Elizabeth, of course, never married him or anyone else. But she showered him with titles, honours and grants of land and property. When in 1562 she fell ill with smallpox, she sought in the event of her death to have Robert appointed Protector of the Realm with a title and an income of £20,000, an eye-watering sum. Robert’s sister Mary (the mother of the poet Sir Philip Sidney), was also close to the queen, though her tasks were rather more thankless. She nursed Elizabeth through smallpox and in the process contracted the disease herself, and nearly died. Whereas the queen emerged scar-free, Mary was disfigured for life.

Like his father and grandfather, Robert Dudley had the monarch’s ear in a way that few courtiers did. But unlike his forebears, he managed to retain royal favour, despite the fact that lurid gossip and innuendo dogged him throughout his life. In 1574, while trying to persuade Elizabeth to marry him, he secretly married Douglas Howard, Lady Sheffield, who was carrying his child — though he would later deny its validity.

In 1578, Dudley again married in secret.

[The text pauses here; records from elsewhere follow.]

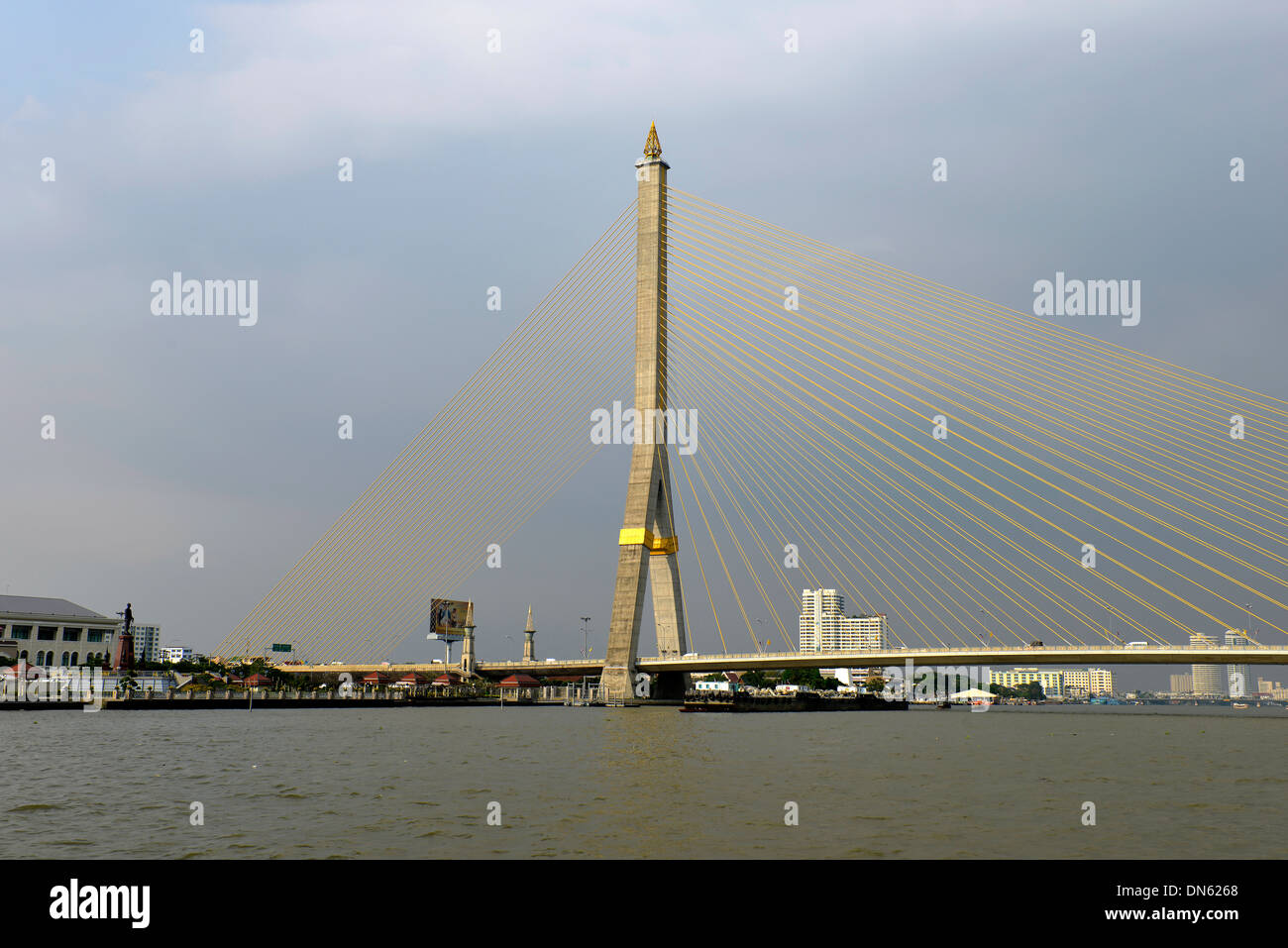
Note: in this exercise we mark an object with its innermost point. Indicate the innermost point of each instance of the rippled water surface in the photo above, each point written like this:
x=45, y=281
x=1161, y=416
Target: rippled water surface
x=645, y=782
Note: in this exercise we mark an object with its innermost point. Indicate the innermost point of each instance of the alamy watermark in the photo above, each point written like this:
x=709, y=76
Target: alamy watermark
x=34, y=683
x=1063, y=296
x=179, y=296
x=656, y=427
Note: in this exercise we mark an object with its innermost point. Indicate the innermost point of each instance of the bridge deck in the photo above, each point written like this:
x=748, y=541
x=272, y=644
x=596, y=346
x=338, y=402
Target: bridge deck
x=768, y=661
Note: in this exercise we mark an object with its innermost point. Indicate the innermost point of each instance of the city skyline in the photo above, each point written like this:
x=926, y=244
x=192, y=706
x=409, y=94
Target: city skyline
x=198, y=433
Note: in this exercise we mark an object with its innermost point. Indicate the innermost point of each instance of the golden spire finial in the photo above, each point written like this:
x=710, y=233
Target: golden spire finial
x=652, y=146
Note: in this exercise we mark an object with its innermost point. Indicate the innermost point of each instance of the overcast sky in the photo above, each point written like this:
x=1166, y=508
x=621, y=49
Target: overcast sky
x=477, y=168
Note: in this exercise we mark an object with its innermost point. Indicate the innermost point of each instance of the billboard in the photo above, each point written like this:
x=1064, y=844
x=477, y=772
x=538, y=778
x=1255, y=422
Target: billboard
x=447, y=618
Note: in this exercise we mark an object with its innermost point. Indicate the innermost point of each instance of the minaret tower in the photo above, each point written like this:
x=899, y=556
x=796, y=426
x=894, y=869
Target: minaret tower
x=647, y=545
x=529, y=643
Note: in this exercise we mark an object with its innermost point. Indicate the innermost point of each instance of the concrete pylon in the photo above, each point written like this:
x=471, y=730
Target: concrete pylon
x=647, y=544
x=468, y=642
x=529, y=642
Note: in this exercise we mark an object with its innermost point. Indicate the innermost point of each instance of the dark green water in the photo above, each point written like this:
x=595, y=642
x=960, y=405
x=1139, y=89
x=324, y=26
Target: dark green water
x=647, y=782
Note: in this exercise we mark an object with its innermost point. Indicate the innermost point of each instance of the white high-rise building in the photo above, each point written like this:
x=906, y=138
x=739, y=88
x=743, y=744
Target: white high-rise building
x=1210, y=681
x=825, y=627
x=1090, y=682
x=1237, y=677
x=1051, y=679
x=147, y=642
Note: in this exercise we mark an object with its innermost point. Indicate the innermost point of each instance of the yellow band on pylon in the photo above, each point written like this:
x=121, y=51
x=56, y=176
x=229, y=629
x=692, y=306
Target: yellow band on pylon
x=656, y=545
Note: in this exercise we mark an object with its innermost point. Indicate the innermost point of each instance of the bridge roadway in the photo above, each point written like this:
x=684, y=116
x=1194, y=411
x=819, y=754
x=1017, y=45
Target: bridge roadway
x=772, y=661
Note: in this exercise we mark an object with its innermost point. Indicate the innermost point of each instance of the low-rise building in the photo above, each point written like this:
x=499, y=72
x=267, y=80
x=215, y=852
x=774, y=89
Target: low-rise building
x=55, y=633
x=1050, y=679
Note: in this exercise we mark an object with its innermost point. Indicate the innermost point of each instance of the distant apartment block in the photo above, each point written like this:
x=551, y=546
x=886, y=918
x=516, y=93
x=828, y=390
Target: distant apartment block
x=1210, y=681
x=1237, y=677
x=147, y=642
x=824, y=627
x=1089, y=682
x=1051, y=679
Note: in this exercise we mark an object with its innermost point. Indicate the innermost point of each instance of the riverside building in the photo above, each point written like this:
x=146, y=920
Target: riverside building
x=824, y=627
x=1050, y=679
x=55, y=633
x=1210, y=681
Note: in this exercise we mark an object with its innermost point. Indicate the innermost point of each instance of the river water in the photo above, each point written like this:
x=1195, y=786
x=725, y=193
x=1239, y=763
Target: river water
x=1177, y=782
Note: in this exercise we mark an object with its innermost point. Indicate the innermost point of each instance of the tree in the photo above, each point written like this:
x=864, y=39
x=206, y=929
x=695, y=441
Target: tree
x=805, y=678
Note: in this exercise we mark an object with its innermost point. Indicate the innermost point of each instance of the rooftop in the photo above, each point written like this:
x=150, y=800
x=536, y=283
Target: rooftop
x=39, y=605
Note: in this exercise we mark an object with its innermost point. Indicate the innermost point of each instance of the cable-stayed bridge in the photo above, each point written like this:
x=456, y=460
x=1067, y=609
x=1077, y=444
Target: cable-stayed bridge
x=979, y=475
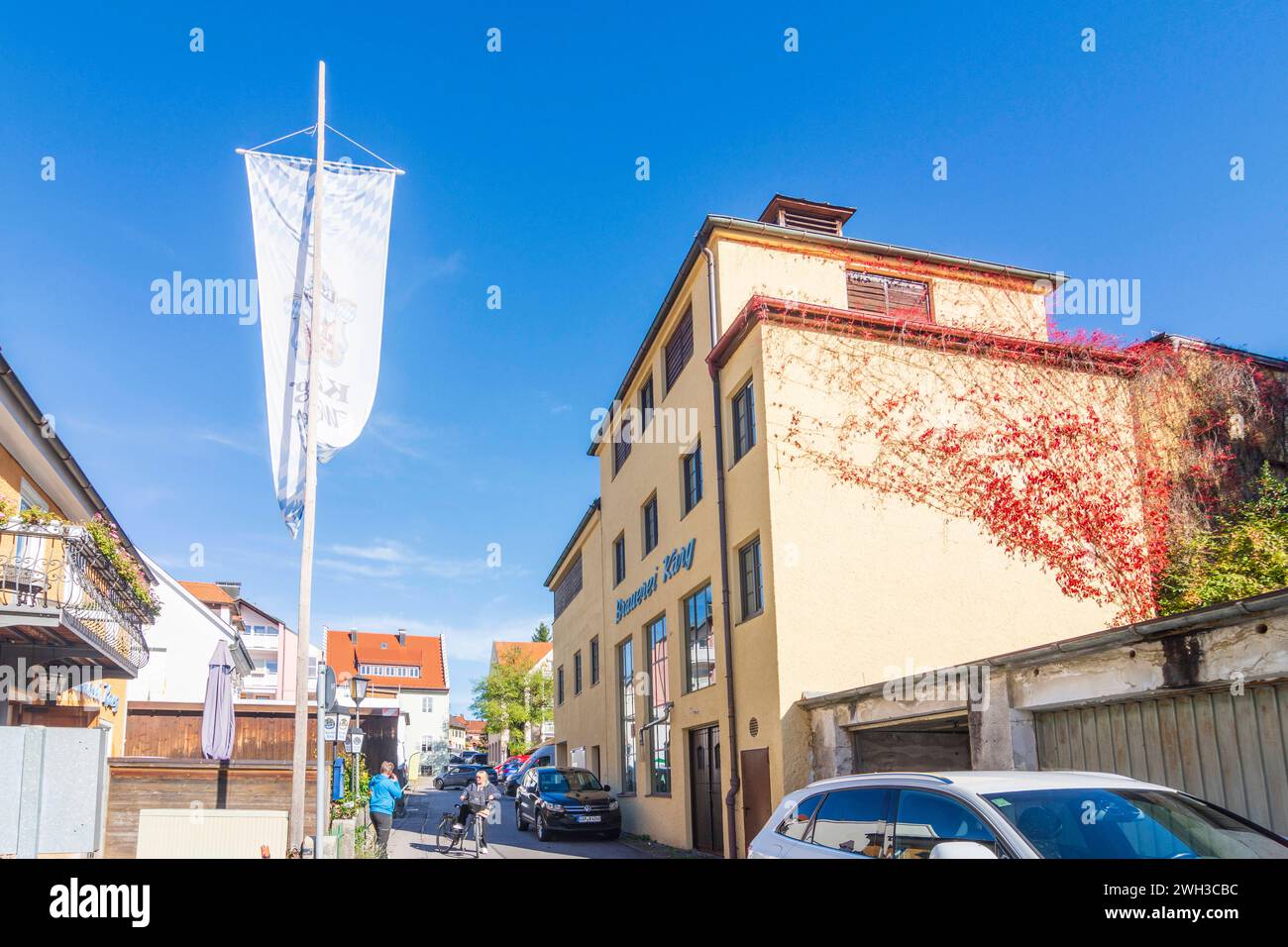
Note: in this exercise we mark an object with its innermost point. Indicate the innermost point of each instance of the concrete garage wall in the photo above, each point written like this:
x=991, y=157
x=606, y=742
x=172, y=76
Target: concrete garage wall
x=1197, y=701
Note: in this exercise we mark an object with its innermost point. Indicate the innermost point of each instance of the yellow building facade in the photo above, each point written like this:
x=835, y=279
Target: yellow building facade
x=707, y=543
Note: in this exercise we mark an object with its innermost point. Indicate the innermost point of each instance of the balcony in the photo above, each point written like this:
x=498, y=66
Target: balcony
x=63, y=599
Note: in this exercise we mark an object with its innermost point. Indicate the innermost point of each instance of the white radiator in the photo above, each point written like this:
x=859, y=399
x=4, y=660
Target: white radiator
x=211, y=832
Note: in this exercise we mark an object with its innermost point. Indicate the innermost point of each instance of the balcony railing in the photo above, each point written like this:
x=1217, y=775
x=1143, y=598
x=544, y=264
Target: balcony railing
x=59, y=567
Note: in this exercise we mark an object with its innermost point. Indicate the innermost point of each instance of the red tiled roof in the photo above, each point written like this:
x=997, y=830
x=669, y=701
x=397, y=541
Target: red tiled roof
x=374, y=647
x=529, y=652
x=209, y=592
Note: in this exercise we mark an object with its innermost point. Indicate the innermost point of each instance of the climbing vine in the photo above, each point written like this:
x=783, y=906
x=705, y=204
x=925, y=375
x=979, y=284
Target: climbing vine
x=1082, y=455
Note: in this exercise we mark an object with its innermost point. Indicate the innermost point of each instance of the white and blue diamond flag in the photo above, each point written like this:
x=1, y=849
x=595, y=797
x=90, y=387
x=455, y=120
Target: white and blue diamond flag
x=356, y=208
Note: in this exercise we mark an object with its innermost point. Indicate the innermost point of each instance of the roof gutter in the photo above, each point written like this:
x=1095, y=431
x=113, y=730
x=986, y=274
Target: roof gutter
x=721, y=505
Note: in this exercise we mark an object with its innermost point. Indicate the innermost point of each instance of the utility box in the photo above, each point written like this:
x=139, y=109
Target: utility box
x=211, y=832
x=53, y=789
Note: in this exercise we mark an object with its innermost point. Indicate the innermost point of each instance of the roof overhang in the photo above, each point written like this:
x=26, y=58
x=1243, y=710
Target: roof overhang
x=734, y=224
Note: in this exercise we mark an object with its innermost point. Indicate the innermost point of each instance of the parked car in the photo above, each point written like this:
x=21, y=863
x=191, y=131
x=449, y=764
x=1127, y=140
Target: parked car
x=1005, y=814
x=566, y=799
x=460, y=775
x=511, y=766
x=540, y=757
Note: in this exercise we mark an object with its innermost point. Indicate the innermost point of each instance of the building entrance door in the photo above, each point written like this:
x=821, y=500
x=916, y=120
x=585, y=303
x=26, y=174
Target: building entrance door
x=704, y=789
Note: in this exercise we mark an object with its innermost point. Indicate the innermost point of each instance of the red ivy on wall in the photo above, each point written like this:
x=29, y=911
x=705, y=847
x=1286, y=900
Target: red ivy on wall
x=1085, y=457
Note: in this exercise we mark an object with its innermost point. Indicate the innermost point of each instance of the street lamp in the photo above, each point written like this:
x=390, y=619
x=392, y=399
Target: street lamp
x=359, y=688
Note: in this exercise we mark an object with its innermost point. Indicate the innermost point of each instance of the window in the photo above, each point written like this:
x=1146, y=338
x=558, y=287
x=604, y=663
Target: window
x=743, y=420
x=626, y=684
x=885, y=295
x=649, y=517
x=679, y=348
x=621, y=446
x=645, y=402
x=699, y=650
x=568, y=586
x=927, y=818
x=748, y=578
x=691, y=468
x=854, y=821
x=389, y=671
x=658, y=733
x=619, y=560
x=797, y=822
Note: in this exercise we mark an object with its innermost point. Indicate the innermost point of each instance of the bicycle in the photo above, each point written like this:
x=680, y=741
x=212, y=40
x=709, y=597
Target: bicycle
x=458, y=835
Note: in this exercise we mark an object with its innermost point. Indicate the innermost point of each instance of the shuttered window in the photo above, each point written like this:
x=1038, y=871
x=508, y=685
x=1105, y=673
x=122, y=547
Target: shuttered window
x=618, y=560
x=885, y=295
x=679, y=348
x=743, y=420
x=649, y=514
x=568, y=586
x=621, y=446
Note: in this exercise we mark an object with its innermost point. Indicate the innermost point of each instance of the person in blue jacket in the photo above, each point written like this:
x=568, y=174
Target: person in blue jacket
x=385, y=792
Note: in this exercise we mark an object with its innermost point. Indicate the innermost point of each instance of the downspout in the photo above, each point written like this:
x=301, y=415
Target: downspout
x=732, y=737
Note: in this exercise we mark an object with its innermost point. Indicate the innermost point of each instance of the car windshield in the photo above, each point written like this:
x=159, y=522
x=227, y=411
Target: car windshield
x=568, y=781
x=1129, y=823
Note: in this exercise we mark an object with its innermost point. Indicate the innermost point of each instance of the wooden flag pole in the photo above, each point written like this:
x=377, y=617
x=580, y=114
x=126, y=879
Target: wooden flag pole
x=310, y=480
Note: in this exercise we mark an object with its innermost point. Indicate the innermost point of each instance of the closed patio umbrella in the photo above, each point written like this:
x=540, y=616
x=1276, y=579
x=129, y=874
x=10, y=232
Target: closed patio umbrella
x=217, y=716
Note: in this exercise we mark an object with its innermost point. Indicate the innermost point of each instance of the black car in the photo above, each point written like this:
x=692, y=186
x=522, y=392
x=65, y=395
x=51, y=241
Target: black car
x=462, y=775
x=541, y=757
x=566, y=799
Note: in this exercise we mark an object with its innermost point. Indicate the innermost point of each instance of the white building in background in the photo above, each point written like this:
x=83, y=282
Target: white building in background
x=181, y=641
x=271, y=644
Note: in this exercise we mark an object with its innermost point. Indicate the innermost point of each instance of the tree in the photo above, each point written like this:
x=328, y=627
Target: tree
x=1241, y=554
x=513, y=697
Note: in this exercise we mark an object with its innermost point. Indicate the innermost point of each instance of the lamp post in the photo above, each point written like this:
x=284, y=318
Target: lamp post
x=359, y=686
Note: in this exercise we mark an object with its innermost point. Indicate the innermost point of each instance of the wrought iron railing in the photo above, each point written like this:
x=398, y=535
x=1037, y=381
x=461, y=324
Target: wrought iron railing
x=60, y=567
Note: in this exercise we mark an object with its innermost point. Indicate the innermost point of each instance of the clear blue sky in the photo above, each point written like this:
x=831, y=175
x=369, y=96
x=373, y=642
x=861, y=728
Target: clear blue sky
x=520, y=172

This time it was binding, though the bride — Lettice, Dowager Countess of Essex (whose late husband was rumoured to have been poisoned by Dudley) — may have been pregnant, for she wore a loose-fitting gown. If so, she miscarried shortly after, though she did give birth to a healthy son three years later. Briefly envisioned by his father as a future suitor for Lady Arabella Stuart, one of several claimants to the throne, the boy died while still a toddler. Finally, as Paul notes, ‘the House of Dudley and the House of Tudor came to their end, almost at the same moment and for the same reason’: neither succeeded in producing a legitimate heir.

This is riveting stuff: death, desire, power and scandal. Paul has made the most of it, producing a well written and historically grounded page-turner, suitable for adaptation as a television miniseries. And why not? Game of Thrones looks tame compared with the real-life machinations of the Dudleys and the Tudors. House of Dudley anyone?